Controller is an unenviable position to hold in our City right now. We are lucky to have David Reynolds in that post because he is quite capable, smart, and honest.

All this does not remove responsibility from the public to pay attention to the budget process this coming August. The cuts will be real and it is up to the public to weigh in on how the cuts are allocated throughout City-County government and its attendant services.


Paul K. Ogden said...

Not to be disagreeable, Pat, but I think Reynolds was in the middle of the bungled self-funding of insurance for the city employees that is destined to come back and blow up the budget.

There is some question regarding whether the city's budget numbers are honest numbers or whether the city is in much deeper debt than what is being told. I don't know if that is Reynolds doing or whether he's just carrying the water for someone else.

Even if Reynolds is the honest public servant you suggest that he is, he's in a very bad situation with the Ballard/Grand adminstration and he's going to end up tarnished as a result.

Had Enough Indy? said...

I don't see a difference of opinion as being disagreeable. I trust that you, too, would want to sort out the better folks from the 'not so much' in this and other administrations.

I'd be interested in knowing more about 'self-funding of insurance' as I had not heard of that before now.

As for the debt, are you referring to the bonds or other debt sources?

The budget is a thicket, there is no doubt. I have sat in on most of the hearings and sat down a number of times with different folks in this and the last administration over the last two budget cycles. Most folks have been forthcoming and not evasive (except for the CIB) when I have asked questions.

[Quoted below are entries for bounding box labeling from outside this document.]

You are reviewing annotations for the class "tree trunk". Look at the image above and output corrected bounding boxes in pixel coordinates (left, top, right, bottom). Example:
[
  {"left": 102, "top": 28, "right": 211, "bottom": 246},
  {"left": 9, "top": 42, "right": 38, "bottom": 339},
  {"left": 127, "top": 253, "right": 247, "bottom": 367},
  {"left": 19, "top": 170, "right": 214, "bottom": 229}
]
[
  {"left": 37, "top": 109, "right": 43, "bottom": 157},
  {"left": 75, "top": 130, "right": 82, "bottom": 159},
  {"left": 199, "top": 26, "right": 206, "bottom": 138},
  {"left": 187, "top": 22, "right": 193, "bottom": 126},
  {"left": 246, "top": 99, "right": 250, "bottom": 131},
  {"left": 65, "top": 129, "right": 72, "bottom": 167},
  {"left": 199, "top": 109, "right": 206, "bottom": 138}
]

More civilian eyes on the budget is only to the benefit of all. If only to make statements of interest - cut here, not there sort of comments -- is a good thing. I hope that the number of people attending the budget hearings this year rises over last year.

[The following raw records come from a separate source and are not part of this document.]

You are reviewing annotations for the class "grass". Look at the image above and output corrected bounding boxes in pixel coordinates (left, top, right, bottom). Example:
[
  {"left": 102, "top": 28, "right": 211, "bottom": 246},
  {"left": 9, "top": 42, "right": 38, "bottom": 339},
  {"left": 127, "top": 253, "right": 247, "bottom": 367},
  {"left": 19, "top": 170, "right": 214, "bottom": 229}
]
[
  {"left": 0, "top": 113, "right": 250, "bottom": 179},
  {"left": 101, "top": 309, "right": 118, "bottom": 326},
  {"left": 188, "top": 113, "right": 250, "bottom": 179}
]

But, back to Reynolds, I do think he is that honest public servant.

Strangely enough, Ballard has chosen a couple of department heads that I have great confidence in. I think very highly of Maury Plambeck and Dave Sherman (DMD & DPW). Kevin Taylor of the Bond Bank as well, although it is not in my skill set to really evaluate the job he does. Hopefully they will stay on through the strain of the next couple of years. I'd hate to see this City try to go through all the troubles it faces without them.